Craftsman's lifetime of effort lets more people fall in love with traditional oil-paper umbrellas
Wen Shishan, a 59-year-old inheritor of Fuyang oil-paper umbrella making techniques in the Fuyang district of Hangzhou, east China's Zhejiang Province, has been devoted to carrying forward the handicraft for over 30 years.
Wen Shishan makes an oil-paper umbrella (Photo courtesy of the interviewee)
The oil-paper umbrellas made by Wen are not only popular among young people, but also have been sold to overseas markets in countries and regions such as Japan, South Korea, the US, Europe and the Middle East.

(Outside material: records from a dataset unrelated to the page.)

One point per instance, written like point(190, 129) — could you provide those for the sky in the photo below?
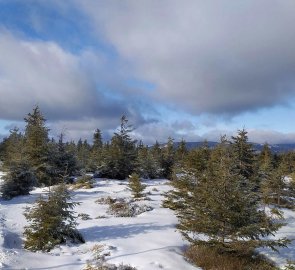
point(189, 70)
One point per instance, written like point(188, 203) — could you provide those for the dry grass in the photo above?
point(209, 258)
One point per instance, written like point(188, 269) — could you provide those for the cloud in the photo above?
point(225, 57)
point(67, 87)
point(271, 137)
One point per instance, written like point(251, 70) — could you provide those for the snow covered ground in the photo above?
point(148, 241)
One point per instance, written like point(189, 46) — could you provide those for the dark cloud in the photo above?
point(71, 90)
point(225, 57)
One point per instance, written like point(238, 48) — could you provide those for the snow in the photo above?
point(148, 241)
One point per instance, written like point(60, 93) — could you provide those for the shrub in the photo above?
point(135, 185)
point(18, 181)
point(84, 181)
point(52, 221)
point(122, 208)
point(212, 258)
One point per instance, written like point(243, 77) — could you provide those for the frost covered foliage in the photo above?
point(223, 202)
point(136, 186)
point(19, 181)
point(122, 208)
point(106, 266)
point(52, 221)
point(98, 261)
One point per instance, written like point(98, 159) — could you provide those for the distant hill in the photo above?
point(275, 148)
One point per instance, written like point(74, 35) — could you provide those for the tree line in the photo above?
point(230, 193)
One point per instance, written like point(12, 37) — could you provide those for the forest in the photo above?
point(228, 199)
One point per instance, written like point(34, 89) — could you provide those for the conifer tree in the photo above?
point(244, 153)
point(135, 185)
point(19, 180)
point(221, 204)
point(62, 160)
point(181, 153)
point(83, 154)
point(13, 148)
point(96, 151)
point(148, 167)
point(168, 159)
point(36, 145)
point(121, 158)
point(52, 221)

The craft for making oil-paper umbrellas enjoys a history of over 1,000 years. Wen took over the responsibility of inheriting the craft from his father when he was in his 20s. At that time, the traditional craft was experiencing a crisis regarding its inheritance and future, and it was regarded as "something to be excluded from the market." In Wen's village, there were few craftsmen who were still making oil-paper umbrellas at that time and few villagers would like to buy one such umbrella. However, these difficulties didn't hold Wen back, but propelled him to work harder to become one of the best players in the craft.
Wen made many efforts to improve the umbrellas in two aspects – boosting their quality and introducing the handicraft to more people so that they might know more about it and fall in love with it.
Normally, there are more than 70 procedures involved in making one oil-paper umbrella, but an oil-paper umbrella made by Wen requires as many as 106 steps.
In 2003, Wen bought a phone, a computer and a digital camera, having started to learn computer skills on his own in preparation for selling his umbrellas online. After he opened an online shop, Wen photographed the umbrellas he had made and then uploaded the photos to the platform to promote his products. The first online order Wen received was placed by a client from Japan. Gradually, the oil-paper umbrellas made by Wen gained the recognition of more and more overseas clients.
In January 2018, Wen participated in a cultural exchange activity held in Athens, Greece. During the activity, visitors were invited to experience the craft of making oil-paper umbrellas. After the conclusion of the activity, a local school contacted the Chinese Embassy in Greece in the hope of inviting Wen to the school to introduce the craft. But as Wen's visa would soon become invalid, he didn't go to the school in the end.
At the end of 2018, Wen opened an account on Douyin, the Chinese version of TikTok, and began to promote the handicraft on the short-video platform.
In recent years, oil-paper umbrellas have gained popularity among lovers of Hanfu, a type of traditional garment of the Han ethnic group, because Hanfu lovers believe oil-paper umbrellas can help them better express a sense of classical elegance and beauty. Taking this as an opportunity, Wen acted swiftly to develop oil-paper umbrellas featuring traditional Chinese elements.
In Wen's eyes, oil-paper umbrellas are not only goods for sale, they are also carriers of traditional Chinese culture.